Net implication: The number shown is very likely a significant underestimate of the true total when long-run and indirect effects are included. Watson Institute methodology found final costs to be 3–5× initial direct estimates.
05
Quality Control & Update Process
How estimates are reviewed and revised as new information emerges
1
Cross-source triangulation

All daily rate estimates are cross-checked against at least two independent published analyses.

2
Discrete cost verification

One-time costs are only added when reported by two or more credible news organisations or confirmed by official DoD statements.

3
Sanity-check against historical analogues

Phase rates are checked against comparable operations: Libya 2011 (~$5M/day average); Syria 2018 strikes (~$130M single night); Iraq 2003 (~$1.7B/day initial phase).

4
Explicit uncertainty range

The displayed figure is always the midpoint estimate. The low–high range is approximately ±35% of the midpoint.

What the decimals mean: The four decimal places do not imply precision to the cent. They exist to make the rate of spending viscerally visible.
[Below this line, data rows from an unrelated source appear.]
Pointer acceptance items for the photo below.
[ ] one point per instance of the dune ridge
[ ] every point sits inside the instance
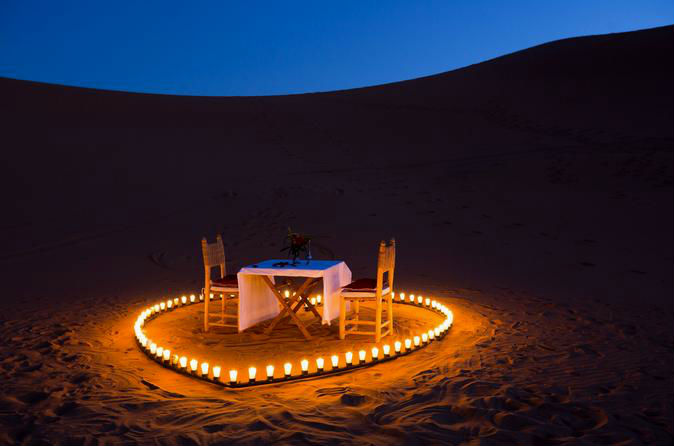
(532, 194)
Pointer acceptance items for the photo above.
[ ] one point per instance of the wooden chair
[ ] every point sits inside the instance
(371, 290)
(226, 285)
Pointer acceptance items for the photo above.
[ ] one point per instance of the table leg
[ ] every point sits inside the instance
(287, 308)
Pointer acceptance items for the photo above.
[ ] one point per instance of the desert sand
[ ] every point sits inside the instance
(532, 194)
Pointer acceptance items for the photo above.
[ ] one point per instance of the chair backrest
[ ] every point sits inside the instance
(386, 263)
(214, 255)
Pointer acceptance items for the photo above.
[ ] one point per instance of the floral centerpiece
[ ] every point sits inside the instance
(296, 245)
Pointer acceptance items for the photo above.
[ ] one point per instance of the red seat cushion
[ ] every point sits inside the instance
(229, 281)
(363, 285)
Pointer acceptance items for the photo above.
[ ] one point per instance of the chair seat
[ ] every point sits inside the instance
(364, 288)
(229, 281)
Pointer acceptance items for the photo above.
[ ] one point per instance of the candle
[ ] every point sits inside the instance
(387, 350)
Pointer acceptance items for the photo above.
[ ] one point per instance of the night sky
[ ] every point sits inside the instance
(265, 48)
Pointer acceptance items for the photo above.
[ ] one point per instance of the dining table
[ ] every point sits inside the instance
(261, 298)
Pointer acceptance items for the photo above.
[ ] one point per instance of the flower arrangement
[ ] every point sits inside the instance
(296, 245)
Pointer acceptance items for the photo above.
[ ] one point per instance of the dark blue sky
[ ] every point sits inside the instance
(261, 48)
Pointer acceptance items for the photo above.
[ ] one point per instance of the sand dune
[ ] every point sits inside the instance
(531, 193)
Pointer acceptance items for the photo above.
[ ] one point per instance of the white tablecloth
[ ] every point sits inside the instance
(257, 302)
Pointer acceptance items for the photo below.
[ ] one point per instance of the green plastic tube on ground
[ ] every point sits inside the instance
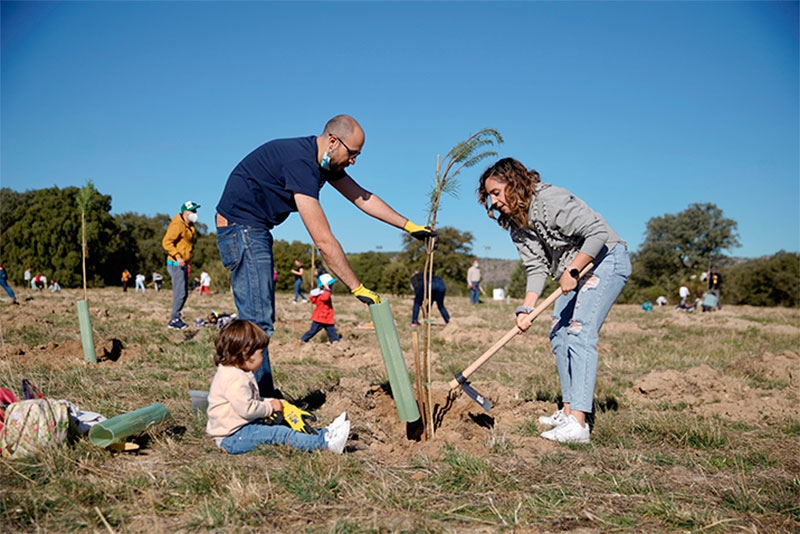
(120, 427)
(396, 368)
(87, 336)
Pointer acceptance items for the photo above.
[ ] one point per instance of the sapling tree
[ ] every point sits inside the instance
(468, 153)
(84, 200)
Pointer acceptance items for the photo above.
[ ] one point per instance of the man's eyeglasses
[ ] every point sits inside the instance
(352, 153)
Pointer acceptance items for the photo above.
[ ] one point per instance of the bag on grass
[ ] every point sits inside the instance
(33, 424)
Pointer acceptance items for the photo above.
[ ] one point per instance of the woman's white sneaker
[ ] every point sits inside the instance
(570, 431)
(553, 420)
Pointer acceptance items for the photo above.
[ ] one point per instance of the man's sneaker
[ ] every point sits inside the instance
(177, 324)
(553, 420)
(570, 431)
(337, 433)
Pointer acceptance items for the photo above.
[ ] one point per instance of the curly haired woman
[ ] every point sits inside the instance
(556, 233)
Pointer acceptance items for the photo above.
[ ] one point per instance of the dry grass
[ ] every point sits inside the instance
(711, 446)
The integer portion is the meaningful figure.
06
Editorial Intent & Limitations
What this site is, what it is not, and what it cannot do

This site was built to answer a single question: how do the costs of a military operation compare to things Americans experience in daily life? It is a scale illustration, not an argument for or against any policy.

The human metric comparisons are units of measure, chosen because they make very large numbers comprehensible to non-specialists.

Editorial position: This site is anti-war and anti-imperialist. It has no commercial sponsor and is not affiliated with any political party or government agency. The data is sourced and methodologically honest. The point of view is stated openly.
To recalibrate this model: When Watson Institute, CSIS, or CAP publish updated cost estimates, update CALIBRATION_ANCHOR in the source with { date: "YYYY-MM-DDTHH:00:00Z", amount: [their midpoint in dollars] }. The model will automatically adjust forward from that anchor date. No other changes needed.